Il numero che spinge alla riapertura

Nelle previsioni del Centro Studi di Confindustria c’è tutta l’urgenza delle imprese concentrato in una cifra: da maggio in poi ogni settimana di ulteriore blocco del manifatturiero costa lo 0,75% del Pil. Ovvero 13 miliardi

MARCO BERTORELLO VIA GETTY IMAGES

 

La spinta delle imprese a che non si perda tempo e a che il governo inizi fin d’ora a pensare a come far ripartire le attività produttive ferme almeno fino a Pasqua è tutta concentrata in un numero del rapporto del Centro studi di Confindustria sugli effetti del coronavirus sull’economia italiana. Non è tanto la previsione del crollo del pil del -6% quest’anno, cosa più o meno confermata da tanti altri istituti economici, a dare il senso dell’urgenza, in quanto ormai si tratta di un dato abbastanza condiviso e difficilmente si potrà risalire la china in questo 2020. Il numero che davvero fa impressione è un altro: gli industriali stimano che da maggio in poi per ogni settimana di ulteriore blocco delle aziende il sistema Italia perderà un ulteriore 0,75% del pil ovvero una cifra che a spanne si aggira sui 13 miliardi. Quindi più si ritarda la ripartenza e più si perde crescita economica a rotta di collo. E di conseguenza si perdono fatturato per le imprese, salari per i lavoratori, tasse per lo Stato, in un circolo vizioso che può mettere in ginocchio l’Italia. Con implicazioni sociali perfino difficili da immaginare visto che già adesso qua e là in Italia inizia a montare la rabbia dei più poveri e più esposti allo tsunami Coronavirus.

Del resto che le imprese scalpitino e non vedano l’ora di tornare alla produzione anche se non c’è normalità lo si percepisce da tanti segnali arrivati negli ultimi giorni. Ad esempio ieri il presidente di Federacciai, Alessandro Banzato, ha chiesto esplicitamente che le acciaierie italiane possano, seppur con gradualità e tutti gli standard di sicurezza del caso, riaprire i cancelli. In questo caso la preoccupazione maggiore deriva dal comportamento dei competitor: siccome in Spagna, Francia e Germania si continua a produrre, la preoccupazione è di uscire dal mercato una volta superata l’emergenza. Diverse invece sono le motivazioni di un altro settore che pure vorrebbe accelerare la ripartenza: stiamo parlando della meccanica industriale ovvero quell’arcipelago di fabbriche che producono macchine, componenti e ricambi per altre industrie, soprattutto quelle legate alle filiere produttive di beni e servizi essenziali. E infine, come sempre, nel mondo produttivo italiano alcuni territori sono più insofferenti che altri alla serrata nazionale: soprattutto il Nord-est spinge per riaprire i battenti il più presto possibile, basta leggere le dichiarazioni degli industriali veneti e friulani. In generale, comunque, a parte le sfumature, il mondo produttivo ormai fatica a convivere con la serrata forzata.

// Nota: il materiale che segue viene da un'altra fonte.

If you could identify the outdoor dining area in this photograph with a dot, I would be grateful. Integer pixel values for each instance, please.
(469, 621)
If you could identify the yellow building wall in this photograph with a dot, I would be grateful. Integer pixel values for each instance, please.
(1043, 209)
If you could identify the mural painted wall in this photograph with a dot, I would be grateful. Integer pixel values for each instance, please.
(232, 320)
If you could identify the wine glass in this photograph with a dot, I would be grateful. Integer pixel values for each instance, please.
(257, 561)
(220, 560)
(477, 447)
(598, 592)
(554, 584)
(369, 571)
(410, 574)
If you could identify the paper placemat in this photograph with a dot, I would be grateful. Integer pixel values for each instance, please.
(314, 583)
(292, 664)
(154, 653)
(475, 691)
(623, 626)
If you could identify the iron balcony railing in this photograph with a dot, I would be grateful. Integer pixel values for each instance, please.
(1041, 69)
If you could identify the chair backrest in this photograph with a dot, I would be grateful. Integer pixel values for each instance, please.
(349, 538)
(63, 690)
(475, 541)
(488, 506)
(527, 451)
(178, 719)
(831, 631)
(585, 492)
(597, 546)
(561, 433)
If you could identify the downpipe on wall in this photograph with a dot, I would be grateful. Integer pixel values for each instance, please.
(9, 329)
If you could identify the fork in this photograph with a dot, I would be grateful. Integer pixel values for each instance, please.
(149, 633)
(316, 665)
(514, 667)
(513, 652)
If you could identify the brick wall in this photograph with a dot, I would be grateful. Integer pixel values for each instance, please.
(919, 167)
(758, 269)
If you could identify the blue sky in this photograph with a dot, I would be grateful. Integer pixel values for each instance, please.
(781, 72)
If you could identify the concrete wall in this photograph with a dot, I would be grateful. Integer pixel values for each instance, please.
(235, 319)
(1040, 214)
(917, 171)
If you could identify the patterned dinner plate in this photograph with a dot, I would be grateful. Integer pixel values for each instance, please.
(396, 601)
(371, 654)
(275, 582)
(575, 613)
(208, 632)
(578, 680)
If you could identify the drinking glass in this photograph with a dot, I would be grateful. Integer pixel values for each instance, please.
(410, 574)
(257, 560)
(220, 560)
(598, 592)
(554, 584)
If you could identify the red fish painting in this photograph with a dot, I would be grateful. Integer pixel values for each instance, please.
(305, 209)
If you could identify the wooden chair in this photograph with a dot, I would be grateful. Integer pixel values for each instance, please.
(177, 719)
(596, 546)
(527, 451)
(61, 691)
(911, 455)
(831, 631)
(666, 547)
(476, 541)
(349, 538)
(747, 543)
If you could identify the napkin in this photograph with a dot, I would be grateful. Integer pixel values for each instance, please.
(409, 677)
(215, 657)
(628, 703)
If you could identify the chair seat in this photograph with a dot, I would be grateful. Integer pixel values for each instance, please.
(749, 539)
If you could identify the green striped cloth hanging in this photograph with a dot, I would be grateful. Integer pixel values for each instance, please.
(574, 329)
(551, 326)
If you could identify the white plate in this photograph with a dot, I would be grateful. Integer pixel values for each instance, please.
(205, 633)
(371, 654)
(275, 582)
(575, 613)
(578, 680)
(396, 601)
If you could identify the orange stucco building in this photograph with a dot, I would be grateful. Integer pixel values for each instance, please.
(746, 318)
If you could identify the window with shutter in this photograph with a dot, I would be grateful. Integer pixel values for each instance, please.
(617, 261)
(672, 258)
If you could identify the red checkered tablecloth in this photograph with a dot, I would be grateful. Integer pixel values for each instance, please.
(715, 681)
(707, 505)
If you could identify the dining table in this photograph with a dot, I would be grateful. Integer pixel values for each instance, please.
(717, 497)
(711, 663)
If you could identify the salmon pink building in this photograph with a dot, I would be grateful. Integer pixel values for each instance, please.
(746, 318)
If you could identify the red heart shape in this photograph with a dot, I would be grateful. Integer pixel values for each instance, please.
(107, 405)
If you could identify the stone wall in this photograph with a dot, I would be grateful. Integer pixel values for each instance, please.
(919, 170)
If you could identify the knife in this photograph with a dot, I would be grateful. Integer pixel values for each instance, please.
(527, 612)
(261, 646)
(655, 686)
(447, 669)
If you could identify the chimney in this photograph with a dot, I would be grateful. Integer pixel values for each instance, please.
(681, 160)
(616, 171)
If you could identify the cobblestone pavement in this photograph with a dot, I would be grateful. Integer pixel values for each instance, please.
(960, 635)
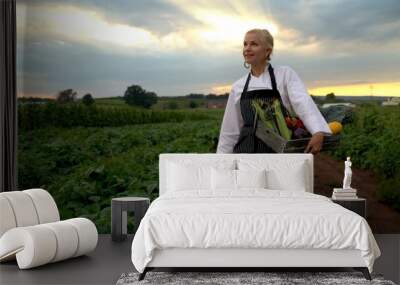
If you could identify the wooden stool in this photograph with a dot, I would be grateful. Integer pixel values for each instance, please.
(119, 208)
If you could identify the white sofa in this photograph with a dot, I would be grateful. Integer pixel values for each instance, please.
(31, 231)
(162, 254)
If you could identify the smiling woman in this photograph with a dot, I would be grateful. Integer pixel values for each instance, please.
(238, 131)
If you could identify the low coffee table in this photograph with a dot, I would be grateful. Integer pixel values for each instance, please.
(119, 208)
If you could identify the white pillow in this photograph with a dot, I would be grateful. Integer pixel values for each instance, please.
(223, 179)
(189, 174)
(283, 174)
(251, 179)
(227, 179)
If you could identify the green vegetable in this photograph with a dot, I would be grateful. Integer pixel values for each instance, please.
(285, 132)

Dai numeri, dalle fabbriche e dai territori l’allarme che arriva fino a palazzo Chigi è quindi univoco: non si può pensare di tenere chiusa totalmente l’Italia più di un altro paio di settimane. Anche perché più lenta sarà la capacità di reazione, più sarà difficile far ripartire i consumi delle famiglie, gli investimenti pubblici e privati e l’export italiano. E tanti più soldi pubblici serviranno per evitare che il paese sprofondi in una crisi sociale durissima. Del resto le parole dell’ex presidente della Bce, Mario Draghi, affidate la settimana scorsa al Ft si coniugano ben con le preoccupazioni degli imprenditori, soprattutto quando sottolinea come debba servire “da monito la memoria delle sofferenze degli europei durante gli anni Venti”. Appunto, bisogna evitare gli errori del passato, bisogna evitare che la pandemia si trasformi in una nuova Grande Depressione.